CAROLINA BUILT, fictionalized story of a superbly determined woman's battles


CAROLINA BUILT
KIANNA ALEXANDER

Gallery Books
$27.99 hardcover, available now

Now only $1.99 on Kindle! (non-affiliate Amazon link)

Rating: 4* of five

The Publisher Says: This “exuberant celebration of Black women’s joy as well as their achievements” (Kate Quinn, New York Times bestselling author) novelizes the life of real estate magnate Josephine N. Leary in a previously untold story of passion, perseverance, and building a legacy after emancipation in North Carolina.
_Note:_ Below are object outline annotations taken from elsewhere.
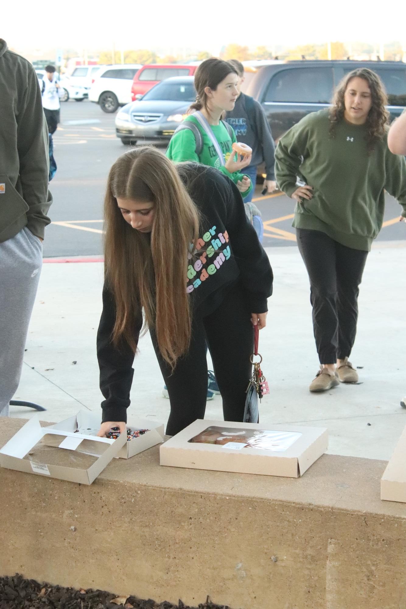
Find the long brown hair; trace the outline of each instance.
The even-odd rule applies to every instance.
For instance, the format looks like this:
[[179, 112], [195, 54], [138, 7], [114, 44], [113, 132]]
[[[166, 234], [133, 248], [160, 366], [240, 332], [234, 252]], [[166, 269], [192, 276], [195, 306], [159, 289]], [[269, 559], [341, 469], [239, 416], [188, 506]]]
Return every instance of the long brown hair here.
[[358, 77], [368, 83], [371, 91], [372, 105], [366, 119], [368, 127], [365, 138], [368, 154], [373, 152], [376, 142], [382, 139], [389, 124], [389, 113], [385, 107], [388, 104], [388, 97], [383, 85], [378, 76], [368, 68], [359, 68], [352, 70], [341, 81], [334, 93], [332, 107], [330, 110], [330, 135], [335, 135], [335, 126], [343, 120], [345, 110], [344, 95], [350, 80]]
[[238, 76], [238, 72], [234, 66], [222, 59], [211, 57], [210, 59], [202, 62], [195, 73], [195, 88], [197, 93], [196, 101], [190, 107], [188, 112], [201, 110], [202, 108], [206, 112], [209, 112], [208, 96], [205, 89], [208, 86], [215, 91], [222, 80], [224, 80], [232, 72]]
[[[122, 217], [117, 197], [153, 202], [149, 238]], [[137, 317], [153, 327], [159, 351], [173, 368], [191, 340], [188, 255], [198, 238], [199, 214], [175, 166], [155, 148], [122, 155], [108, 175], [104, 202], [105, 274], [116, 309], [112, 334], [134, 351]], [[193, 244], [193, 247], [192, 247]]]

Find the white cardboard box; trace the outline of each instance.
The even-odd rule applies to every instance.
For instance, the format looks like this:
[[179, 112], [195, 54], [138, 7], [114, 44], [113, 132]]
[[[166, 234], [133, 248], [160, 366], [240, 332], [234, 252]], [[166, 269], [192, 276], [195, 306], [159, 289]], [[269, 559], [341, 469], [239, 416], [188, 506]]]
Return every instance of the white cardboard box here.
[[[212, 432], [208, 431], [214, 437], [216, 429], [228, 430], [220, 435], [220, 441], [225, 443], [191, 442], [208, 428], [215, 428]], [[244, 430], [245, 436], [242, 435]], [[265, 432], [269, 432], [266, 437]], [[231, 441], [227, 442], [226, 434]], [[245, 443], [246, 438], [249, 445]], [[265, 444], [269, 448], [263, 448]], [[160, 464], [297, 478], [323, 454], [327, 446], [327, 430], [324, 428], [284, 424], [268, 426], [198, 419], [161, 445]]]
[[[128, 428], [134, 431], [135, 429], [149, 429], [146, 434], [139, 435], [138, 438], [133, 438], [122, 447], [116, 457], [121, 457], [122, 459], [129, 459], [139, 452], [142, 452], [152, 446], [155, 446], [156, 444], [160, 444], [164, 441], [164, 426], [162, 423], [158, 423], [149, 419], [136, 419], [132, 422], [127, 424]], [[60, 423], [57, 423], [51, 426], [54, 429], [59, 429], [60, 431], [69, 431], [77, 435], [77, 430], [82, 433], [88, 432], [88, 435], [94, 435], [100, 429], [100, 415], [96, 415], [94, 412], [89, 412], [88, 410], [80, 410], [74, 417], [65, 419]], [[86, 445], [83, 445], [82, 448], [78, 448], [78, 451], [85, 452], [88, 454], [93, 454], [89, 447]]]
[[[74, 466], [38, 463], [24, 459], [41, 441], [46, 446], [58, 446], [78, 452], [81, 452], [81, 446], [87, 444], [93, 447], [89, 454], [96, 456], [97, 460], [87, 469], [80, 469]], [[97, 438], [93, 435], [62, 431], [52, 429], [51, 426], [41, 427], [37, 416], [28, 421], [0, 449], [0, 465], [9, 470], [49, 476], [52, 478], [80, 482], [81, 484], [91, 484], [113, 457], [119, 452], [126, 442], [125, 435], [117, 440], [110, 440], [108, 438]]]
[[406, 503], [406, 427], [381, 479], [380, 498]]

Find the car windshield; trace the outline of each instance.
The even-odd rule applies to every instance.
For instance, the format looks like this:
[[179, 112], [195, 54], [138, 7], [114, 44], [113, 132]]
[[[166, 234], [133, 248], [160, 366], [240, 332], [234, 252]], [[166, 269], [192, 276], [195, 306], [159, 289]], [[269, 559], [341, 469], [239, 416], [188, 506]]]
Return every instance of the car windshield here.
[[193, 83], [168, 82], [163, 80], [149, 91], [142, 97], [142, 101], [163, 99], [172, 102], [194, 102], [196, 91]]

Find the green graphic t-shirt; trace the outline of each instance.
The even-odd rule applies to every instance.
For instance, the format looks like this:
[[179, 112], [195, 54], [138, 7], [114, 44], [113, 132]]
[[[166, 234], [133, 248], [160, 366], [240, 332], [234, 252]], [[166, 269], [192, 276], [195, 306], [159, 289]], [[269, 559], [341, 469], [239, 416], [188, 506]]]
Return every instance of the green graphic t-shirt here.
[[[185, 122], [188, 121], [194, 123], [201, 133], [203, 145], [200, 155], [198, 156], [195, 152], [196, 140], [193, 132], [190, 129], [183, 129], [175, 133], [169, 142], [169, 146], [166, 151], [166, 156], [168, 158], [175, 163], [194, 161], [195, 163], [200, 163], [203, 165], [214, 167], [221, 171], [227, 177], [230, 178], [236, 185], [239, 180], [242, 180], [243, 174], [240, 174], [237, 171], [231, 174], [228, 169], [226, 169], [224, 166], [222, 165], [210, 138], [192, 114], [185, 119]], [[223, 151], [224, 162], [226, 163], [233, 153], [232, 146], [234, 142], [237, 141], [236, 134], [233, 131], [233, 138], [230, 138], [226, 127], [224, 126], [221, 121], [219, 125], [211, 125], [211, 127], [214, 137]], [[247, 196], [248, 192], [252, 190], [252, 188], [251, 183], [250, 188], [245, 192], [242, 193], [243, 196]]]

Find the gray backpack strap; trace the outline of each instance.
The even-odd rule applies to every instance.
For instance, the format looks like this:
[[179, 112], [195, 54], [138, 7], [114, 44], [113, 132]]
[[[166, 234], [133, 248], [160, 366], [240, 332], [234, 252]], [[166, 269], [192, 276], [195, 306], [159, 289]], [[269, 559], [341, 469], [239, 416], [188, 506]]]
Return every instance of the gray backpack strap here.
[[[195, 125], [194, 122], [191, 121], [184, 121], [183, 122], [181, 123], [179, 127], [176, 129], [175, 133], [177, 133], [179, 131], [182, 131], [183, 129], [189, 129], [191, 131], [195, 136], [195, 139], [196, 140], [196, 147], [195, 148], [195, 152], [198, 157], [200, 157], [201, 154], [201, 150], [203, 150], [203, 138], [201, 137], [201, 133], [200, 133], [200, 130], [199, 129], [197, 125]], [[172, 136], [173, 137], [173, 136]]]
[[229, 136], [230, 136], [230, 138], [231, 138], [231, 140], [232, 140], [233, 139], [233, 134], [234, 133], [234, 129], [233, 128], [233, 127], [231, 127], [231, 125], [229, 125], [227, 122], [226, 121], [222, 121], [222, 122], [223, 123], [223, 124], [225, 127], [226, 129], [227, 130], [227, 131], [228, 132], [228, 135], [229, 135]]

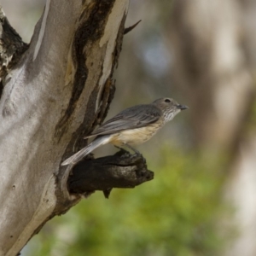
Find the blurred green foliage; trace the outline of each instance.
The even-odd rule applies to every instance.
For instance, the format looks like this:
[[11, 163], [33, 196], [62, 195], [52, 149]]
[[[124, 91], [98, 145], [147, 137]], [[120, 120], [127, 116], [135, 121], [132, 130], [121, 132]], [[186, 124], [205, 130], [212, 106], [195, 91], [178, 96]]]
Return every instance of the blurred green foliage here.
[[154, 179], [100, 192], [55, 218], [22, 255], [218, 255], [223, 183], [217, 161], [163, 149], [148, 160]]

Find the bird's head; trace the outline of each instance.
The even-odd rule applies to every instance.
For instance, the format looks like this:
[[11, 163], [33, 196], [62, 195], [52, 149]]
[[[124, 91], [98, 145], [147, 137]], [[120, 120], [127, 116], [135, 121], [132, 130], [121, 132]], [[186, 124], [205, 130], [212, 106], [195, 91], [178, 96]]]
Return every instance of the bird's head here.
[[171, 98], [160, 98], [154, 101], [152, 104], [162, 111], [165, 123], [171, 121], [181, 110], [189, 108], [187, 106], [180, 105]]

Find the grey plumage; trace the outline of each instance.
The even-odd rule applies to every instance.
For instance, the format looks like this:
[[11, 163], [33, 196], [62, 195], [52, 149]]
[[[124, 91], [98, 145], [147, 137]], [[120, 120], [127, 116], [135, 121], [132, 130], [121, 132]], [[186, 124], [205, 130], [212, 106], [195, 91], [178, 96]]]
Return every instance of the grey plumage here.
[[150, 139], [160, 127], [188, 107], [179, 105], [171, 98], [161, 98], [151, 104], [137, 105], [121, 111], [86, 137], [96, 137], [85, 148], [61, 163], [76, 164], [101, 145], [111, 143], [122, 147], [143, 143]]

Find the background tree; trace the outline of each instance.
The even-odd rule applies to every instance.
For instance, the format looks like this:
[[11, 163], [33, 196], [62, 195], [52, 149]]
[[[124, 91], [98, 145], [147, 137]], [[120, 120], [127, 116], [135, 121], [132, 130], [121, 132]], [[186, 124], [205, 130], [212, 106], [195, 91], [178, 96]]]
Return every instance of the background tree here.
[[[24, 24], [40, 15], [39, 2], [19, 0], [9, 12], [10, 1], [2, 2], [28, 42], [35, 21]], [[124, 40], [109, 116], [163, 96], [190, 107], [138, 148], [157, 171], [154, 182], [82, 201], [22, 255], [255, 255], [256, 9], [253, 1], [193, 3], [130, 3], [127, 26], [143, 21]]]
[[[81, 199], [69, 194], [77, 189], [75, 173], [81, 169], [73, 171], [68, 183], [72, 166], [60, 164], [84, 145], [83, 136], [108, 113], [127, 11], [128, 1], [49, 0], [26, 44], [1, 7], [1, 255], [17, 254], [46, 221]], [[136, 171], [140, 160], [133, 160]], [[119, 155], [88, 163], [84, 167], [90, 175], [97, 175], [96, 169], [104, 176], [115, 166], [129, 169]], [[137, 172], [130, 172], [137, 179]], [[97, 177], [104, 179], [101, 183], [108, 196], [112, 186], [107, 185], [108, 178]], [[123, 177], [125, 187], [133, 186], [127, 177]], [[80, 188], [86, 195], [84, 183]], [[94, 189], [97, 184], [85, 190], [90, 194]]]

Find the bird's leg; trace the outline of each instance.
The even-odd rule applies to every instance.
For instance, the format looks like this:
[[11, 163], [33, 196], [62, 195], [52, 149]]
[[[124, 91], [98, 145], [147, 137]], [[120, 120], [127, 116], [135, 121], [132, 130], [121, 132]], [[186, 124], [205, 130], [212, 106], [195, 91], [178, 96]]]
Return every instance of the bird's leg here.
[[134, 148], [132, 148], [131, 145], [125, 143], [125, 144], [128, 148], [130, 148], [131, 150], [132, 150], [133, 152], [135, 152], [137, 154], [142, 154], [138, 150], [135, 149]]
[[114, 145], [114, 147], [119, 148], [120, 151], [125, 151], [125, 153], [129, 153], [129, 151], [125, 150], [125, 148], [123, 148], [121, 147], [119, 147], [119, 146], [116, 146], [116, 145]]

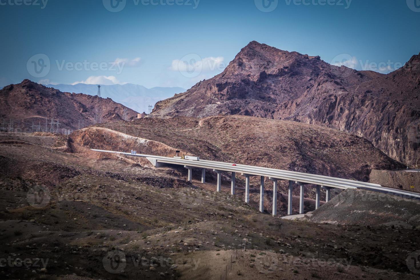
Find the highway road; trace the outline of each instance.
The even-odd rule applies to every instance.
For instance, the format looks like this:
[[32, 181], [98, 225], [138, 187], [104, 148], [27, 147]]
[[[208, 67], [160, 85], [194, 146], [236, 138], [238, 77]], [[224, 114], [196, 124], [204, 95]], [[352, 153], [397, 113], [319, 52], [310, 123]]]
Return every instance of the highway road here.
[[[155, 166], [159, 167], [165, 165], [171, 164], [184, 166], [189, 170], [188, 179], [191, 180], [192, 169], [201, 169], [202, 172], [202, 181], [205, 181], [206, 169], [211, 169], [218, 173], [217, 188], [218, 191], [220, 191], [220, 172], [231, 172], [232, 194], [234, 194], [235, 176], [237, 173], [244, 176], [246, 178], [245, 186], [245, 202], [249, 202], [249, 177], [250, 176], [261, 176], [261, 187], [260, 191], [260, 211], [263, 211], [263, 194], [264, 178], [268, 177], [274, 182], [273, 189], [277, 189], [277, 181], [278, 180], [287, 180], [289, 181], [289, 202], [288, 213], [291, 214], [291, 196], [293, 184], [298, 184], [300, 186], [300, 207], [299, 212], [303, 214], [303, 194], [304, 186], [306, 185], [314, 185], [317, 188], [317, 197], [316, 199], [316, 208], [319, 207], [320, 189], [323, 188], [327, 192], [327, 202], [330, 198], [331, 188], [341, 188], [342, 189], [362, 189], [383, 193], [388, 194], [394, 195], [402, 196], [406, 198], [420, 200], [420, 194], [407, 191], [403, 191], [396, 188], [392, 188], [372, 183], [361, 182], [347, 179], [336, 178], [328, 176], [317, 175], [296, 171], [281, 170], [265, 167], [260, 167], [252, 165], [247, 165], [235, 163], [234, 162], [223, 162], [212, 160], [206, 160], [200, 159], [200, 160], [191, 160], [175, 157], [161, 157], [150, 154], [136, 154], [113, 151], [106, 151], [91, 149], [92, 151], [101, 152], [111, 153], [124, 154], [133, 157], [140, 157], [147, 159]], [[276, 198], [277, 191], [273, 192], [274, 197]], [[277, 203], [277, 199], [273, 199], [273, 204]], [[273, 204], [273, 215], [276, 214], [276, 207]], [[276, 208], [276, 209], [275, 209]]]

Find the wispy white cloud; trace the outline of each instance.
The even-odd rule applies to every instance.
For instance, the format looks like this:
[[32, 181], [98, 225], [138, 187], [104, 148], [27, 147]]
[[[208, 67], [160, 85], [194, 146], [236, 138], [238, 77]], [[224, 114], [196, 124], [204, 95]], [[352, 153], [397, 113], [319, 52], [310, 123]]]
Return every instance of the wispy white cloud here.
[[134, 59], [129, 58], [117, 58], [114, 62], [116, 64], [125, 67], [138, 67], [142, 65], [143, 60], [140, 58], [136, 58]]
[[127, 83], [120, 81], [114, 76], [90, 76], [84, 81], [74, 82], [71, 84], [75, 85], [78, 84], [110, 86], [113, 84], [124, 84]]
[[331, 64], [339, 67], [345, 66], [349, 68], [354, 68], [358, 63], [357, 59], [355, 57], [343, 58], [344, 59], [341, 60], [333, 60]]

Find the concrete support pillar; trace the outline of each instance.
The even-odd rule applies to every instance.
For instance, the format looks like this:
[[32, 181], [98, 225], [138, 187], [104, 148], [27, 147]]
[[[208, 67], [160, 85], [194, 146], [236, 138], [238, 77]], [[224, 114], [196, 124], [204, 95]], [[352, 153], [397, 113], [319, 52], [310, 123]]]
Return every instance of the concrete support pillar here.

Josephine N. Leary is determined to build a life of her own and a future for her family. When she moves to Edenton, North Carolina from the plantation where she was born, she is free, newly married, and ready to follow her dreams.

As the demands of life pull Josephine’s attention away, it becomes increasingly difficult for her to pursue her real estate aspirations. She finds herself immersed in deepening her marriage, mothering her daughters, and being a dutiful daughter and granddaughter. Still, she manages to teach herself to be a businesswoman, to manage her finances, and to make smart investments in the local real estate market. But with each passing year, it grows more and more difficult to focus on building her legacy from the ground up.

“Filled with passion and perseverance, Josephine Leary is frankly a woman that everyone should know” (Sadeqa Johnson, author of Yellow Wife) and her story speaks to the part of us that dares to dream bigger, tear down whatever stands in our way, and build something better for the loved ones we leave behind.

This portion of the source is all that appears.